The future of Ennahdha

Despite its leadership crisis and the massive disconnect from its base, Ennahdha is still a force to reckon with. The party remains the best structured and widest-reaching political organisation in Tunisia. It also still receives significant support from conservative and right-leaning Tunisians.

To reach its full potential, however, it should embark on a radical overhauling of its executive office and work to build a new, modern public image around a much younger leader. The party desperately needs new leadership that can articulate a political and economic vision that will inspire disenchanted voters and give people reason to resist Saeid’s authoritarian ambitions.

If it gets its act together and quickly implements reforms, Ennahdha can put itself in a position to renegotiate its relationship with the Tunisian security services and make sure these influential forces are not merely serving Saeid’s regime. Tunisia’s military and police may be pressured into entering into negotiations with a strong opposition block spearheaded by Ennahdha given Washington’s well-publicised concerns about democratic backsliding in Tunisia after last year’s coup, the spectre of instability in the post-referendum era and the economic woes still crippling the country.

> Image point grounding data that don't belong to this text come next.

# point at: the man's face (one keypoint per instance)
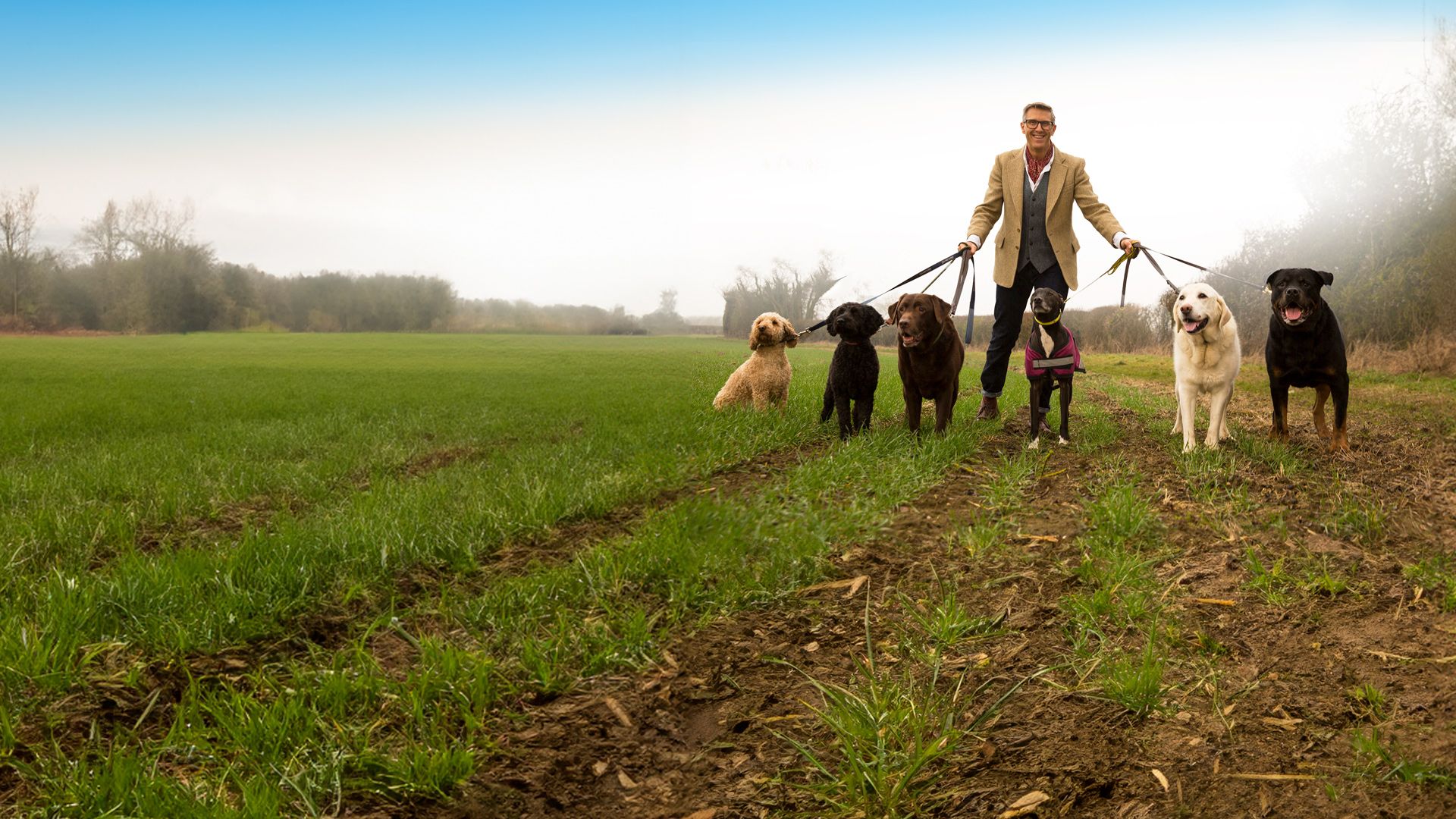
(1038, 129)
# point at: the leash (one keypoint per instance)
(1126, 260)
(970, 311)
(941, 264)
(1200, 267)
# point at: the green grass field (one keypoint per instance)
(168, 499)
(258, 575)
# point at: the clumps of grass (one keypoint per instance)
(946, 621)
(981, 538)
(1094, 428)
(1285, 580)
(1138, 682)
(1367, 703)
(1120, 596)
(1215, 482)
(1356, 519)
(1385, 761)
(1438, 576)
(894, 727)
(1209, 646)
(1008, 487)
(1324, 579)
(1276, 455)
(1272, 582)
(889, 730)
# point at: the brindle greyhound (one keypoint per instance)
(1052, 359)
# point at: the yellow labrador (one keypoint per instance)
(1206, 360)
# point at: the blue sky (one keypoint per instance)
(603, 152)
(120, 58)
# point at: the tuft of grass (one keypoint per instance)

The parliamentary election that will take place in December can be an opportunity for Ennahdha to reform its party and national politics and show that it can still resist and counter Saied’s efforts to consolidate his regime. But if it is to save itself, and consequently Tunisian democracy, it needs to show that it can change for the better and truly engage with the political and economic demands of all Tunisians.

The views expressed in this article are the author’s own and do not necessarily reflect Al Jazeera’s editorial stance.